What can we do to stop that inescapable human cost? At the very least, as a Parliament, we must stop the UK crashing out of the EU without a deal. There is a majority for no to no deal in Parliament, and the letter I co-authored with the hon. Member for Birmingham, Erdington (Jack Dromey) attracted 225 signatures. I and other hon. Members have tried to withdraw amendments tonight that could have wrecked the meaningful vote, but we remain determined to rule out no deal.

Businesses tell me they have roughly 14 days to decide whether to shut factories to weather the storm of disruption after we leave the EU or stockpile at huge expense. The least we can do is to provide a stable platform or foundation by ruling out no deal. The hit on business is taking place now: 90% of the CBI’s members are stockpiling, along with the SMEs in their supply chains, spending billions on contingency that they would otherwise use to invest. Some 10,000 lorries pass through Dover every day. Just-in-time delivery will become not-in-time delivery with the slightest hold-up at the border. The path the country has chosen is fraught with risk, even if, in time, opportunity beckons, so let us at least manage the risk of a no-deal Brexit so that constituents like Dawn do not face losing their jobs, their homes and their livelihoods.

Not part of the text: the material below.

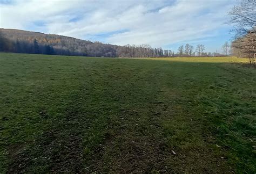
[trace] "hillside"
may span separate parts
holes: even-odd
[[[14,29],[1,28],[0,33],[2,37],[11,41],[11,45],[12,45],[12,46],[8,47],[8,50],[4,51],[15,53],[97,57],[162,57],[172,56],[174,54],[171,50],[163,50],[161,48],[153,48],[146,44],[120,46],[56,34]],[[39,45],[38,51],[34,48],[35,40]],[[23,48],[20,48],[21,45],[23,45]],[[45,46],[54,49],[54,54],[52,51],[51,53],[47,51],[49,48]]]
[[[0,173],[255,173],[245,60],[0,53]]]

As Second Church Estates Commissioner, I might be expected to make reference to the profound comments by the Archbishop of Canterbury about Brexit in the debate in the other place, that leaving without a deal would be a political, practical and moral failure. I echo the words of the right hon. Member for Leeds Central (Hilary Benn) that we must come together, try to unite and bring unity to our country.